KolomAyo Bangkit, Masyarakat Sipil!

Dulu, saat mata pelajaran Pendidikan Kewarganegaraan diajarkan di bangku sekolah, kita berulang kali mendapatkan materi mengenai berbagai pasal seputar hukum, pemerintahan, juga perihal kewargaan. Di antara pasal itu menyebutkan bahwa Indonesia adalah negara hukum, semua warga sama di mata hukum, setiap kita mendapat jaminan hukum, kedaulatan ada di tangan rakyat, tiap orang punya kemerdekaan untuk berkumpul, berserikat, serta mengeluarkan pendapat.

Dan yang paling melekat adalah janji konstitusi bahwa kekayaan alam, bumi, dan air yang diproyeksikan sebesar-besarnya bagi kemakmuran rakyat. Juga pasal bahwa fakir miskin dan anak-anak terlantar dipelihara negara. Pada pasal tersebut penulis menaruh harap, membayangkan rakyat Indonesia yang bisa sama-sama sejahtera, sebab bangsa kita kaya raya sumber daya, meski penulis pribadi kala itu menganggap rangkaian pasal tadi sebagai materi yang cukup membosankan karena hanya diarahkan menghafal angka berikut bunyi pasal.

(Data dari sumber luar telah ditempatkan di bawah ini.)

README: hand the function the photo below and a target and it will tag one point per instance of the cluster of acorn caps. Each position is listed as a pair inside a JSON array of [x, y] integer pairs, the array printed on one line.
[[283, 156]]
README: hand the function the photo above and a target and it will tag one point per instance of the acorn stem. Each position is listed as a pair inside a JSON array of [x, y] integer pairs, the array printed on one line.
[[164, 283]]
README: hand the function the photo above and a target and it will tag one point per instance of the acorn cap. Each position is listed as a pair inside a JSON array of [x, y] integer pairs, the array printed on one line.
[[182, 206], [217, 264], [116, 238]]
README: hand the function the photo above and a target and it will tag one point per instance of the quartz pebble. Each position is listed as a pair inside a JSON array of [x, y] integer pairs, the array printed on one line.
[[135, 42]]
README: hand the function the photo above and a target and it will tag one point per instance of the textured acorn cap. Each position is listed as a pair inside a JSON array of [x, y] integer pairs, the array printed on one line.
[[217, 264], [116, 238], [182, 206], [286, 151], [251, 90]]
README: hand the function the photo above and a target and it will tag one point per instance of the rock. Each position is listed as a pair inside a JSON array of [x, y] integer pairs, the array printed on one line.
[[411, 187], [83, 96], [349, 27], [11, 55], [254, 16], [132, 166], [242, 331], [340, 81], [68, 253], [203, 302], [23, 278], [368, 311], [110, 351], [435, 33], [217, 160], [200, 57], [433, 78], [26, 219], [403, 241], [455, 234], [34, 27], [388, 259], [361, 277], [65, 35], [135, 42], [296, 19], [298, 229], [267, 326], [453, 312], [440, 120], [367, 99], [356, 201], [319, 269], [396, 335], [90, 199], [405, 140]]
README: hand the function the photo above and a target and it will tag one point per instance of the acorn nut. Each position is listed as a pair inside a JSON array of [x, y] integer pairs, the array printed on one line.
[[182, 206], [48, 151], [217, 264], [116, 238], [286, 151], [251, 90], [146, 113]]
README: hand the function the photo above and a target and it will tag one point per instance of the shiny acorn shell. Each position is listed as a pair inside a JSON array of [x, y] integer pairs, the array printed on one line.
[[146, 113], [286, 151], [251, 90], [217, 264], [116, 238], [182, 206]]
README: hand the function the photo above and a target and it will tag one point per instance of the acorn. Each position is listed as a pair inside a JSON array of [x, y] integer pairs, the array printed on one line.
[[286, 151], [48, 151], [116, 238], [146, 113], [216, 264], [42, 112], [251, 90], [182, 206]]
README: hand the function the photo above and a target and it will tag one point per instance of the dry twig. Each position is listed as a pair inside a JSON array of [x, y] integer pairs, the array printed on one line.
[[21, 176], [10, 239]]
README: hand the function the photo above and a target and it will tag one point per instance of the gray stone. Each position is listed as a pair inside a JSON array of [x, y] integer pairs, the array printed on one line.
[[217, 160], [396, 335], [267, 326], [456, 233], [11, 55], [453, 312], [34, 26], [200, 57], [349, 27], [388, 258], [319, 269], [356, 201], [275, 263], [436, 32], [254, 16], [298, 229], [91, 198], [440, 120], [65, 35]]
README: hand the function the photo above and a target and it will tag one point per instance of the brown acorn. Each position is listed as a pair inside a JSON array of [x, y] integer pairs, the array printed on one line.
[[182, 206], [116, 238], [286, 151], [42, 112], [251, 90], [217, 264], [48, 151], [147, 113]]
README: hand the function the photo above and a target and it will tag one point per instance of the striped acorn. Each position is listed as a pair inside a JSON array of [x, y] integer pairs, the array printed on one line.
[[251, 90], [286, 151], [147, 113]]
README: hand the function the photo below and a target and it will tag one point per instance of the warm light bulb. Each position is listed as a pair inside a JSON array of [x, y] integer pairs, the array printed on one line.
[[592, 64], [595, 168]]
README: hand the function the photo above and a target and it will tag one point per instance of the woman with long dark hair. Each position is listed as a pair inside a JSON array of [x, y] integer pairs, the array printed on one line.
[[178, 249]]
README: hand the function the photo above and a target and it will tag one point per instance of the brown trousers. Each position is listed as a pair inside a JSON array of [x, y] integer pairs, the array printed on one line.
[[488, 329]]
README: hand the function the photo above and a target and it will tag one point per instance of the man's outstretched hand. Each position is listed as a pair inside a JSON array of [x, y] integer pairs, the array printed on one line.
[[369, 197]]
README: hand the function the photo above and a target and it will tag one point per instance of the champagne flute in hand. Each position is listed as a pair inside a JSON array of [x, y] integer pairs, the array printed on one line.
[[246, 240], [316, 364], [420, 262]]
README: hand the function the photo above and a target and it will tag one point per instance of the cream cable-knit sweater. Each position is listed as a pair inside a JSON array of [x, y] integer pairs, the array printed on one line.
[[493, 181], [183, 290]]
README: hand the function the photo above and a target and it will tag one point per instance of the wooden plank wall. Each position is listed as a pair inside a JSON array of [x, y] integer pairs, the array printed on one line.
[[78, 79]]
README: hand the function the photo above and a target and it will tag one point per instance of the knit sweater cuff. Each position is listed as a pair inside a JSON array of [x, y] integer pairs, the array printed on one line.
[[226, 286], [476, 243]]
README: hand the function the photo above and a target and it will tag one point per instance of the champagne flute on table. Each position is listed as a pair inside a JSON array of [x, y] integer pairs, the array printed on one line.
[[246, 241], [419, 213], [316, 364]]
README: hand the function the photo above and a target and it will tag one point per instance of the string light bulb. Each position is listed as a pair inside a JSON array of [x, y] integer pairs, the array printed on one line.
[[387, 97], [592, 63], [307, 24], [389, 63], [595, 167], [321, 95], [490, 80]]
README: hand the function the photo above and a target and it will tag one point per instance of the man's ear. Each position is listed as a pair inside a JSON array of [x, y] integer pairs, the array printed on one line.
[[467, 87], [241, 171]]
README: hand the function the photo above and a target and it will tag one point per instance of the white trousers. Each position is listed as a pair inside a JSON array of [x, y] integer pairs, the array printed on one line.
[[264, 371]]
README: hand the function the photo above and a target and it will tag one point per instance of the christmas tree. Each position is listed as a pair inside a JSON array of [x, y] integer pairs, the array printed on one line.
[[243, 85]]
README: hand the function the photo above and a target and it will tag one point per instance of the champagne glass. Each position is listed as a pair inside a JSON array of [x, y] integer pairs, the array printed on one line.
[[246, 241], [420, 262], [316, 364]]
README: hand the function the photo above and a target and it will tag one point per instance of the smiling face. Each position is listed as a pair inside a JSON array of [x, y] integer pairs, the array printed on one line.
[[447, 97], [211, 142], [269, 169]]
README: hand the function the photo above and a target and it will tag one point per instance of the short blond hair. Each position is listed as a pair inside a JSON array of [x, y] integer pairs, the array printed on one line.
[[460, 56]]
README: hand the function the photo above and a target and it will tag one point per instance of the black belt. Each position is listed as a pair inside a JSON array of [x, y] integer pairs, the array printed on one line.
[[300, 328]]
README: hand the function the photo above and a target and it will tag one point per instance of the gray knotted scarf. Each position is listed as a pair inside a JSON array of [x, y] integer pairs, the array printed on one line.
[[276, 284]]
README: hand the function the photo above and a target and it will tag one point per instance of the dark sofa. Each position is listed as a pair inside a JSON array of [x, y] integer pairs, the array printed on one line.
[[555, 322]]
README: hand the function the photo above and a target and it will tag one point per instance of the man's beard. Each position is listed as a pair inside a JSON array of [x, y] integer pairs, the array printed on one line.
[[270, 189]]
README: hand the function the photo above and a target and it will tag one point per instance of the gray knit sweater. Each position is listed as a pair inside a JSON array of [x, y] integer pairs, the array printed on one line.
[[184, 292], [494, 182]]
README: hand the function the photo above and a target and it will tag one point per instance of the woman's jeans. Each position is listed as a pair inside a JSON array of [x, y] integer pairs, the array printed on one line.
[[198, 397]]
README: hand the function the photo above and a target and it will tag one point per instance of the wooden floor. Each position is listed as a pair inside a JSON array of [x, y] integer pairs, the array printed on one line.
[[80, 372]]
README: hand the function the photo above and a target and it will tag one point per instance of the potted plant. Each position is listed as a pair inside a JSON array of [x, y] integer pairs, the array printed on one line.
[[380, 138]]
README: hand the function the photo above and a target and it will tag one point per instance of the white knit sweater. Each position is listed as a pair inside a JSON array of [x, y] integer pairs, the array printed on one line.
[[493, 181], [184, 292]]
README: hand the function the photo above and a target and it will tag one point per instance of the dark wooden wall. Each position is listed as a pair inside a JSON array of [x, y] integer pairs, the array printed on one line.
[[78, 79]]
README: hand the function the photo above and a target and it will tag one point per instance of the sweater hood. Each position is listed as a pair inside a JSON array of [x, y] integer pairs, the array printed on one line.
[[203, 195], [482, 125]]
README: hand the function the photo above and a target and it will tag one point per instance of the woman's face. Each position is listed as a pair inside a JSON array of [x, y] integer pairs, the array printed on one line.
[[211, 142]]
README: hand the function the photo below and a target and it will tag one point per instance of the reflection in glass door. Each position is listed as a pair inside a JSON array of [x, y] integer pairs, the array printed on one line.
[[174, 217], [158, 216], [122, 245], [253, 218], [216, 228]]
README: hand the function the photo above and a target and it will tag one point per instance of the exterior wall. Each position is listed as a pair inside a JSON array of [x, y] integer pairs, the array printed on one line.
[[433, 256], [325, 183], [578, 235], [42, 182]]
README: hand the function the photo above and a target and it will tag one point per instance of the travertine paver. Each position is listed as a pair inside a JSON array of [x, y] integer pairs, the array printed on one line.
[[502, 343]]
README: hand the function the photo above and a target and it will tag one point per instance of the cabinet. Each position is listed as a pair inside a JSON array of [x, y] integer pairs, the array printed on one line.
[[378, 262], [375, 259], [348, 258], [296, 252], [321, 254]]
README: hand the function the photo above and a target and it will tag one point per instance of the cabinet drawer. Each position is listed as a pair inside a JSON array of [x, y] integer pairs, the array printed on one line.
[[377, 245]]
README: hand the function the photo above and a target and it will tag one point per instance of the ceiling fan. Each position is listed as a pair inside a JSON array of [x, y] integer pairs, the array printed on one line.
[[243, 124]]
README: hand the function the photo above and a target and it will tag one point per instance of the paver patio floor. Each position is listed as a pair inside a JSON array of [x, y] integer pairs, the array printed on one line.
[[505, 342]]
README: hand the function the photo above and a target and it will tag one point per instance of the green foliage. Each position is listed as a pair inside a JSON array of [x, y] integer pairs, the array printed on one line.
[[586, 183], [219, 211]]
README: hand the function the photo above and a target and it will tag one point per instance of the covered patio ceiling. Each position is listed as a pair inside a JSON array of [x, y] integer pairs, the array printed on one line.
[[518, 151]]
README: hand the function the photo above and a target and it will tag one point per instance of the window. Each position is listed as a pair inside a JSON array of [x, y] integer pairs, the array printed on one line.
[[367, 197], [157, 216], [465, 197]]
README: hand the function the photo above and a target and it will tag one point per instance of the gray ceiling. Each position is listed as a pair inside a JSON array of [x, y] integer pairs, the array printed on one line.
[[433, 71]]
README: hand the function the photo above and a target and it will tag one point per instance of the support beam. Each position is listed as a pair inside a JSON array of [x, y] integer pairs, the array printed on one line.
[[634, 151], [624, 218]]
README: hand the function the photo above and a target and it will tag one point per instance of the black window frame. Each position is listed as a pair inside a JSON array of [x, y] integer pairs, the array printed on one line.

Kiwari, ketika dihadapkan dengan ragam realitas pemerintahan yang menjengkelkan, kesadaran sebagai seorang warga sipil menemukan momentumnya. Memori kolektif tentang bunyi-bunyi pasal dan ayat konstitusi mendesak keluar sembari menyentak diri penulis, “Baru sadar bahwa pasal-pasal yang dulu kau hafal sedang dikhianati habis-habisan saat ini?” Konon, menurut konstitusi kekayaan sumber daya Tanah Air kita ditujukan sebesar-besarnya untuk kesejahteraan rakyat, namun yang ada tanah-tanah masyarakat dirampas, perusahaan-perusahaan tambang secara rakus mengeruk sumber daya untuk kekayaan mereka sendiri. Belum lagi persekongkolan jahat korupsi yang masif-terstruktur oleh oknum-oknum pejabat. Pasal itu nyatanya lumpuh. Rakyat dikelabui, kekayaan Tanah Air kita diprivatisasi.

Aksi massa dengan tajuk “Reformasi Dikorupsi” yang pernah ramai pada 2019 lalu menunjukkan rapor merah cita-cita reformasi kita. Ekosistem hukum Indonesia sangat keruh dan berbau busuk. Serangkaian aksi berbagai jaringan massa ketika itu merupakan puncak penolakan masyarakat terhadap agenda legislasi DPR yang mengkhianati amanat-amanat reformasi. Di antara protes yang disampaikan adalah terkait penolakan terhadap revisi Undang-Undang yang melemahkan KPK, tuntutan untuk mengkaji ulang RKUHP, RUU Pertambangan dan Minerba, penolakan atas TNI-Polri yang menempati jabatan sipil, tuntutan untuk menyudahi militerisme di Papua juga kriminalisasi aktivis serta jurnalis, serta sejumlah tuntutan atas ketidakadilan lain.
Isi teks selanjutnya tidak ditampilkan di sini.